Sometimes to truly understand the overall flow of a more complex requirement "use case flows" and/or "simulations" are required to capture "just enough" requirements. However, from my point of view, it typically is not a good idea to use "use cases" to document complex logic or business rules such as authorization logic. These types of requirements are often better documented in text or tabular formats. For example a simple 2x2 table showing the roles on one axis and what they can do on the other axis is a much more efficient way to convey authorization business rules than embedding alternate flows into use cases.
Also, when doing simulations it is possible to spend too much time doing elaborate simulations that don't add enough value for the effort they can take to develop. Simulations can add great value to really bring a concept to life, but adding every single detail into the simulation can take too much time, and frankly it is sometimes difficult for developers to reverse engineer a simulation and extract a discrete set of requirements. Using the authorization business rules again, it is much easier for a team member to read a simple 2x2 table that shows who can do what than it is to run through a simulation and reverse engineer the same information.

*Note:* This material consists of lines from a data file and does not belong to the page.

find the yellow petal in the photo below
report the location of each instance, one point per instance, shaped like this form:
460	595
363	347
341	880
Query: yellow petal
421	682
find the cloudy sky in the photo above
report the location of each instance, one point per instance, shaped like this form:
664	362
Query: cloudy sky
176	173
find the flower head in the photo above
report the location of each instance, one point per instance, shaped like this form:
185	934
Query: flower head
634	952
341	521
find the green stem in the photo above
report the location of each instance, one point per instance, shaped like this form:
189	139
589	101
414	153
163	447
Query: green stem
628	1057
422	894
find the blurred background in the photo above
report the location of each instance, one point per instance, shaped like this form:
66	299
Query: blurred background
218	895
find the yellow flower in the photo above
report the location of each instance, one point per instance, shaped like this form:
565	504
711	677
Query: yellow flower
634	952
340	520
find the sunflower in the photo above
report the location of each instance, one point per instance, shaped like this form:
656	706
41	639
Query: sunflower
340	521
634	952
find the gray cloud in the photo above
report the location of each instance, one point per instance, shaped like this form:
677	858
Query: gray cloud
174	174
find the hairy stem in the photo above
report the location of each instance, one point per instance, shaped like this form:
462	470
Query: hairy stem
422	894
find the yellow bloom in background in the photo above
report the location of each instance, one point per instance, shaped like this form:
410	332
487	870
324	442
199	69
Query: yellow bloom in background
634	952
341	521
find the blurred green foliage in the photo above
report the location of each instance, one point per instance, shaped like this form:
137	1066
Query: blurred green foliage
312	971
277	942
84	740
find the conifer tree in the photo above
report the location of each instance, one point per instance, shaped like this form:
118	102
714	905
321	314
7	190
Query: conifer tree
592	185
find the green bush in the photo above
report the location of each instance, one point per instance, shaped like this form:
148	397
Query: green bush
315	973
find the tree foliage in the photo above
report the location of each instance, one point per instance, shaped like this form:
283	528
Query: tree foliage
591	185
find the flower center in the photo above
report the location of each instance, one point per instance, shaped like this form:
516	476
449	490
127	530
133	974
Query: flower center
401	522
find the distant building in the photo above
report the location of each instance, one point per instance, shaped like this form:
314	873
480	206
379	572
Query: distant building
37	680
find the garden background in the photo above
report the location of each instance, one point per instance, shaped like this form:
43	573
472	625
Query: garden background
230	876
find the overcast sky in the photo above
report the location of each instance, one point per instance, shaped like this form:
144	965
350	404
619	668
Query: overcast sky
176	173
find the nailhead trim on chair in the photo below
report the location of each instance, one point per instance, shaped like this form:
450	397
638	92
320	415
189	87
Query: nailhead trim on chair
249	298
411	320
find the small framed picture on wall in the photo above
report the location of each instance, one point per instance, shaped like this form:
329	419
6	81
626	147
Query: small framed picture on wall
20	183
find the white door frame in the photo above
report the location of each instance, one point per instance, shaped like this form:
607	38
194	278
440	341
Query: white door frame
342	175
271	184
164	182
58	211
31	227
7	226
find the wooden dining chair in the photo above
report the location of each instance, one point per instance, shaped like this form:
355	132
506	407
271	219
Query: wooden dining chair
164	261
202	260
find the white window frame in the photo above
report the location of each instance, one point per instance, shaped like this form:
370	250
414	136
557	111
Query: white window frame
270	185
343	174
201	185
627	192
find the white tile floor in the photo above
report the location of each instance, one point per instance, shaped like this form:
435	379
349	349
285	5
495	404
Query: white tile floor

Everyone will have their personal preference as to when to use what technique for communicating requirements, but the key is for the team to work together and agree upon when it makes sense to use different techniques and not "force" a technique when it clearly can be done more easily another way.
When verbal is better than written
Verbal communications with perhaps a whiteboard session are typically the fastest way to convey a requirement. But what that approach makes up for in "initial" speed, it lacks in ensuring all stakeholders are in the loop and sometimes leads to too many assumptions about details. It is all too easy for people to have different recollections of details discussed two weeks ago let alone two months ago. This can lead to misunderstanding of requirements during development, testing, writing product user guides and training material, all of which wastes time. So you may have saved time initially, but you wasted more time in the long run.
So when is verbal better than written communication. Agile methods suggest that communication over documentation is better, but in my experience this can be taken too far and cause too many issues downstream. Relying only on verbal communications is a last resort when short-term time gains are worth the longer-term issues this approach can create.
Capturing meeting minutes or taking photos of whiteboards is a starting point for communicating all stakeholders' issue. However, if photos and minutes are lost in a sea of email and not in a central repository linked to other related requirement details, then the team will find it difficult to keep track of the web of requirement details.
Keep everything linked in a central repository
No matter what techniques you decide to use to document requirements, keeping these requirements details/artifacts in a central repository and linking them to each other in an organized manner is critical to the collective success of your Agile team. You cannot rely on people to keep track of endless email trails and simple document repositories with manually maintained links. People are too busy to maintain and update links requirements artifacts manually, which in most cases will lead to them not being kept up to date. That means that whenever possible the repository needs to automatically create and maintain these links based on how you organize the artifacts. For example if a use case refers to a screen on a given step, that screen should be automatically linked to that step in the repository.
This topic is much deeper than can be covered with this small article, but the key points to take away are as follows:
- Make a conscious decision on the level of detail you want to start with, but expect to tweak that during the sprints.
- Choose the right technique for the requirement you are trying to describe.
- Make sure you keep an integrated central repository that links together the inevitable multiple requirements artifacts.